Since Justice Kathryn Werdegar announced her retirement, some commentators have been predicting a shift at the Supreme Court once Governor Jerry Brown names her replacement, who will be the governor’s fourth pick on the current court.  For the first time in decades, the court will have a majority of justices appointed by a Democratic governor.  One article asked, “Will Jerry Brown Tilt California Supreme Court Against Business?”

However, an examination of recent decisions indicates that the new justice is not likely to have a big impact on the outcome of Supreme Court cases.  To begin with, most court opinions are unanimous.  But even split decisions rarely have had the three Governor Brown appointees — Justices Goodwin Liu, Mariano-Florentino Cuéllar, and Leondra Kruger — voting together in dissent with Justice Werdegar on the other side.

In fact, looking back at the 160 opinions issued in cases argued on or after the September 2015 calendar, there appears to be only one in which the outcome would have been different had Justice Werdegar changed her vote to side with the three Brown appointees.  In that case — Department of Finance v. Commission on State Mandates — Justice Werdegar joined a 4-3 majority holding conditions imposed by the state on local agencies that operate storm drain systems are state mandates for which the state must reimburse the agencies.  Justice Werdegar could also have made a difference when the three Brown appointees recorded votes dissenting from the denial of review in a three-strikes resentencing case.

There have been a handful of other 4-3 decisions in which Justice Werdegar was in the majority, but she was joined by at least one Brown appointee in each.  (See here, here, here, and here.)  Similarly, in two high-profile education cases, Justice Werdegar could have been the fourth vote to grant review, but, again, one Brown appointee (Justice Kruger) also voted against hearing the cases.

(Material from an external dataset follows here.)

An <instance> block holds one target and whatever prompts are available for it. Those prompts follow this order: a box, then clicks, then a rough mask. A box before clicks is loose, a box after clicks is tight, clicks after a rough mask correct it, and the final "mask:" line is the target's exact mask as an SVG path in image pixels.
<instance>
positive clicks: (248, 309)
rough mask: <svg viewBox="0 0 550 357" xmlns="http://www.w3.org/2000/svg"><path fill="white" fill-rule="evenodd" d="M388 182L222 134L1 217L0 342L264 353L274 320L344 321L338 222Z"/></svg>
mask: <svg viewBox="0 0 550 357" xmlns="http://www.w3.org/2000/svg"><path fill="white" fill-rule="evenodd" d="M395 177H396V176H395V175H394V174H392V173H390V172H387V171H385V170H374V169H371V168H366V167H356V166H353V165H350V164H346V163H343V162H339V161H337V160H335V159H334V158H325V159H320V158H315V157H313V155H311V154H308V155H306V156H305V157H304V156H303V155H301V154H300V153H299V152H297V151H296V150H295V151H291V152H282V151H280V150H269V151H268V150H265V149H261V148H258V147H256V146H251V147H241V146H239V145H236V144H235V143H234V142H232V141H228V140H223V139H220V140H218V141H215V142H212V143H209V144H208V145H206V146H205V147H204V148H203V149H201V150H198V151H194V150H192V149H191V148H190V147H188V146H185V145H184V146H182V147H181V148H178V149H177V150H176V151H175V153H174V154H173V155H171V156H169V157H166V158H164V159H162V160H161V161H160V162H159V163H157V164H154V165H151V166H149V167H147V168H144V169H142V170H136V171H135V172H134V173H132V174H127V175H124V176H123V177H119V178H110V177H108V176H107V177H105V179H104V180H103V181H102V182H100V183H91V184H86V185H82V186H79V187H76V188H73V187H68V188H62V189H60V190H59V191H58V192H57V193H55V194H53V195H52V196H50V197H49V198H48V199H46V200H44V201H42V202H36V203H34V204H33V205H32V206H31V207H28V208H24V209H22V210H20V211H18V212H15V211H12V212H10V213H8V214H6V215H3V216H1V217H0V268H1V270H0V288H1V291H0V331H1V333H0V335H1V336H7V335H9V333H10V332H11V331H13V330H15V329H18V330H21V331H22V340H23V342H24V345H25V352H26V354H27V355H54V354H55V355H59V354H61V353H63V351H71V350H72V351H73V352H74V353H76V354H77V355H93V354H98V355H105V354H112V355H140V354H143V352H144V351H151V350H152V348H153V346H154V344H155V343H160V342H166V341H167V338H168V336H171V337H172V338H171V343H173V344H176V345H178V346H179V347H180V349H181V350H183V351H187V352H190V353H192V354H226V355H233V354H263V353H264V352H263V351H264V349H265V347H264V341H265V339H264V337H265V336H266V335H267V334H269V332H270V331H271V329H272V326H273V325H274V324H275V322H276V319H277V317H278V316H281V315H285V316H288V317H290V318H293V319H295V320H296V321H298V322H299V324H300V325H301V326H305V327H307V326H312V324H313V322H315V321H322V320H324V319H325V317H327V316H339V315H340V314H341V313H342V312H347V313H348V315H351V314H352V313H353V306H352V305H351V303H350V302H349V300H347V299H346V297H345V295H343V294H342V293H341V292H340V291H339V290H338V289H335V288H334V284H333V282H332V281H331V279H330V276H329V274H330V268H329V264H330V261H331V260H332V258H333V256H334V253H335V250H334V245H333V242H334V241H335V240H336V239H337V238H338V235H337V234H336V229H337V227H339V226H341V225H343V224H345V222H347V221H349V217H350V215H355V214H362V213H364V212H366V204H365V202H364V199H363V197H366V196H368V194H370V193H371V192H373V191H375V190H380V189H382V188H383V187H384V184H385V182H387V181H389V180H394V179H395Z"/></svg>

There was also one death penalty opinion in which only the three Brown appointees felt there was error in the admission of evidence, but they still concurred in affirming the judgment because they found the error to be harmless.  And in another case, the three signed the court’s unanimous opinion upholding the dismissal of a student’s personal injury lawsuit, but were alone in a separate concurring opinion suggesting legislative action.

Of course, any change in the court’s composition can alter the dynamics of the justices’ deliberations, which in turn can determine how a case or petition for review is decided.  But the new justice — whenever he or she is appointed — will probably not cause any dramatic changes.